Qualche anno fa un promotore finanziario propose alla propria ricca clientela una serie di investimenti con un elevato rendimento atteso, compreso tra il 20% e l'80% annuo.
Il professionista, illustrando le modalità dell'operazione, si soffermò lungamente su di un aspetto fondamentale: i lauti guadagni da capitale sarebbero stati direttamente correlati agli elevati rischi di perdite.

Il promotore avrebbe depositato il denaro raccolto su di un conto corrente aperto presso una banca lussemburghese, per poi essere impiegato nell'acquisto di quote di un fondo comune d'investimento gestito e amministrato da una società "OFF SHORE".

Il promotore enfatizzò molto questo aspetto ribadendo che un grado di rischio così elevato avrebbe potuto comportare, nella peggiore delle ipotesi, la perdita dell'intero capitale investito.
Pertanto il consiglio fu quello di impiegare solamente una piccola parte del proprio patrimonio, cioè quella quota che gli investitori sarebbero stati disposti a perdere "come in un gioco d'azzardo".

La grande disponibilità economica di quei clienti, insieme all'indiscussa fama di irreprensibile professionista del promotore finanziario, li convinse tutti a destinare il 5% di quell'enorme patrimonio all'investimento "OFF SHORE".

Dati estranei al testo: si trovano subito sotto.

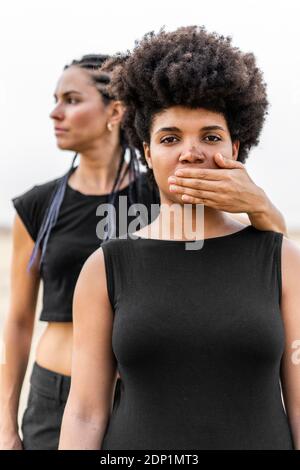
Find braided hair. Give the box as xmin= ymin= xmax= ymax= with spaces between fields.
xmin=27 ymin=54 xmax=142 ymax=273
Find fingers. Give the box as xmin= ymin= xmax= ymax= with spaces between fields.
xmin=174 ymin=168 xmax=229 ymax=180
xmin=180 ymin=193 xmax=219 ymax=207
xmin=174 ymin=154 xmax=244 ymax=180
xmin=169 ymin=184 xmax=219 ymax=203
xmin=168 ymin=176 xmax=221 ymax=192
xmin=214 ymin=153 xmax=245 ymax=169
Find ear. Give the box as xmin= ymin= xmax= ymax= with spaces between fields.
xmin=108 ymin=100 xmax=125 ymax=126
xmin=143 ymin=142 xmax=152 ymax=169
xmin=232 ymin=140 xmax=240 ymax=161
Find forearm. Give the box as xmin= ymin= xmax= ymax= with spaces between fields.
xmin=247 ymin=188 xmax=288 ymax=236
xmin=289 ymin=414 xmax=300 ymax=450
xmin=0 ymin=317 xmax=34 ymax=434
xmin=59 ymin=402 xmax=109 ymax=450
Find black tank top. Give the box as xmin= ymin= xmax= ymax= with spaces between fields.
xmin=11 ymin=170 xmax=160 ymax=322
xmin=101 ymin=226 xmax=295 ymax=450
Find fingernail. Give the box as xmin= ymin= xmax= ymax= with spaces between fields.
xmin=175 ymin=170 xmax=183 ymax=176
xmin=170 ymin=185 xmax=177 ymax=191
xmin=168 ymin=176 xmax=176 ymax=183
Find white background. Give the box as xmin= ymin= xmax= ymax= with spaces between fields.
xmin=0 ymin=0 xmax=299 ymax=229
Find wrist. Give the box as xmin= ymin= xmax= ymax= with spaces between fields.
xmin=247 ymin=188 xmax=287 ymax=235
xmin=0 ymin=413 xmax=19 ymax=435
xmin=0 ymin=425 xmax=19 ymax=438
xmin=247 ymin=186 xmax=269 ymax=218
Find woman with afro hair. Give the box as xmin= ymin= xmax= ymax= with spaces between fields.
xmin=59 ymin=26 xmax=300 ymax=450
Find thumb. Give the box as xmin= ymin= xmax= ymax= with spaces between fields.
xmin=214 ymin=153 xmax=244 ymax=169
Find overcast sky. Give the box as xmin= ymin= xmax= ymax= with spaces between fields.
xmin=1 ymin=0 xmax=299 ymax=229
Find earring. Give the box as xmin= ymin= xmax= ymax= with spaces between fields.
xmin=107 ymin=122 xmax=113 ymax=132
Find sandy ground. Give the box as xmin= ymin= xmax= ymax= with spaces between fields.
xmin=1 ymin=227 xmax=300 ymax=438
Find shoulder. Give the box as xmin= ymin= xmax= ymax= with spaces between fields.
xmin=72 ymin=247 xmax=114 ymax=332
xmin=76 ymin=246 xmax=113 ymax=306
xmin=78 ymin=246 xmax=106 ymax=282
xmin=282 ymin=235 xmax=300 ymax=264
xmin=281 ymin=235 xmax=300 ymax=296
xmin=11 ymin=174 xmax=64 ymax=241
xmin=101 ymin=237 xmax=131 ymax=253
xmin=12 ymin=175 xmax=62 ymax=208
xmin=74 ymin=247 xmax=108 ymax=306
xmin=80 ymin=241 xmax=126 ymax=279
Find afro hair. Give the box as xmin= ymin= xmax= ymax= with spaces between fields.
xmin=110 ymin=25 xmax=269 ymax=186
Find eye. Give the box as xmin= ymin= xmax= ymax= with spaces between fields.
xmin=66 ymin=97 xmax=79 ymax=104
xmin=160 ymin=136 xmax=179 ymax=144
xmin=203 ymin=135 xmax=221 ymax=142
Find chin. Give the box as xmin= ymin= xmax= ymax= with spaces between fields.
xmin=165 ymin=192 xmax=184 ymax=206
xmin=56 ymin=141 xmax=74 ymax=151
xmin=56 ymin=144 xmax=67 ymax=150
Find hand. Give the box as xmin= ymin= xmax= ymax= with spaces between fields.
xmin=168 ymin=152 xmax=267 ymax=215
xmin=0 ymin=431 xmax=23 ymax=450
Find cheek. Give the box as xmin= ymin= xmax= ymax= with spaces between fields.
xmin=214 ymin=140 xmax=233 ymax=158
xmin=151 ymin=144 xmax=177 ymax=172
xmin=68 ymin=104 xmax=106 ymax=134
xmin=200 ymin=141 xmax=234 ymax=165
xmin=150 ymin=144 xmax=179 ymax=187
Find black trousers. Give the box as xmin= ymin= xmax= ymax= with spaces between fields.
xmin=21 ymin=361 xmax=121 ymax=450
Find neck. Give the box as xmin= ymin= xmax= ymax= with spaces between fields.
xmin=71 ymin=133 xmax=124 ymax=194
xmin=151 ymin=193 xmax=243 ymax=240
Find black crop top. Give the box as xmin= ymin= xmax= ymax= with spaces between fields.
xmin=11 ymin=169 xmax=160 ymax=322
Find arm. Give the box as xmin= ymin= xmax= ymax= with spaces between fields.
xmin=246 ymin=191 xmax=288 ymax=236
xmin=58 ymin=248 xmax=117 ymax=450
xmin=230 ymin=193 xmax=288 ymax=236
xmin=0 ymin=214 xmax=40 ymax=450
xmin=280 ymin=237 xmax=300 ymax=450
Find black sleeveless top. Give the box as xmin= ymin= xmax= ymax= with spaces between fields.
xmin=11 ymin=170 xmax=160 ymax=322
xmin=100 ymin=226 xmax=295 ymax=450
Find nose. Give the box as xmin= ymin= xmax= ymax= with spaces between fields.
xmin=178 ymin=146 xmax=205 ymax=164
xmin=49 ymin=103 xmax=64 ymax=121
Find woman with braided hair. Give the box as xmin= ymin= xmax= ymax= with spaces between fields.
xmin=0 ymin=53 xmax=159 ymax=450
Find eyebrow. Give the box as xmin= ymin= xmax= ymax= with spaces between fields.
xmin=155 ymin=125 xmax=226 ymax=134
xmin=53 ymin=90 xmax=83 ymax=99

Quanto descritto sin'ora potrebbe far credere che quel promotore fece pienamente il suo dovere, informando adeguatamente la clientela su ogni aspetto dell'investimento e senza omettere il peggiore degli scenari ipotizzabili, cioè la perdita dell'intero capitale.
Ma la storia andò diversamente.

Il denaro fu effettivamente depositato sul conto corrente lussemburghese, ma fu utilizzato dal professionista per giocare sui sistemi di scommesse on-line (soprattutto sulle corse dei cavalli e sulle lotterie istantanee).




Periodicamente il promotore inviava ai suoi clienti alcuni prospetti informativi sui quali erano evidenziati gli utili o le perdite da "negoziazione".

Il tutto sembrava andare liscio sin quando venne commesso il fatidico errore.

In un prospetto trimestrale accanto ad una notevole perdita, il professionista annotò la curiosa descrizione di "OFF HORSE".

Alla richiesta di chiarimenti da parte dei clienti, spiegò che "HORSE" era semplicemente dell'anagramma di "SHORE". Ma alcuni vollero approfondire, in quanto l'espressione è comunemente utilizzata dai più incalliti scommettitori sulle corse dei cavalli proprio per identificare una perdita.

Chiesero quindi informazioni sulla società di gestione e amministrazione del fondo comune d'investimento e pretesero di consultare l'estratto conto e il dossier titoli della banca lussemburghese.

Il castello fraudolento crollò di lì a poco e le indagini successive chiarirono che il promotore aveva scommesso l'intero capitale in giochi aleatori on-line, perdendo circa la metà del suo valore.

Il promotore confessò la frode e si giustificò sostenendo che l'autorizzazione ottenuta dai suoi clienti a "scommettere" su impieghi estremamente rischiosi, lo legittimava a puntare tali somme sulle corse dei cavalli o sulle lotterie istantanee on-line, giudicando queste ultime opzioni certamente più sicure e garantite rispetto agli investimenti in strumenti finanziari off shore.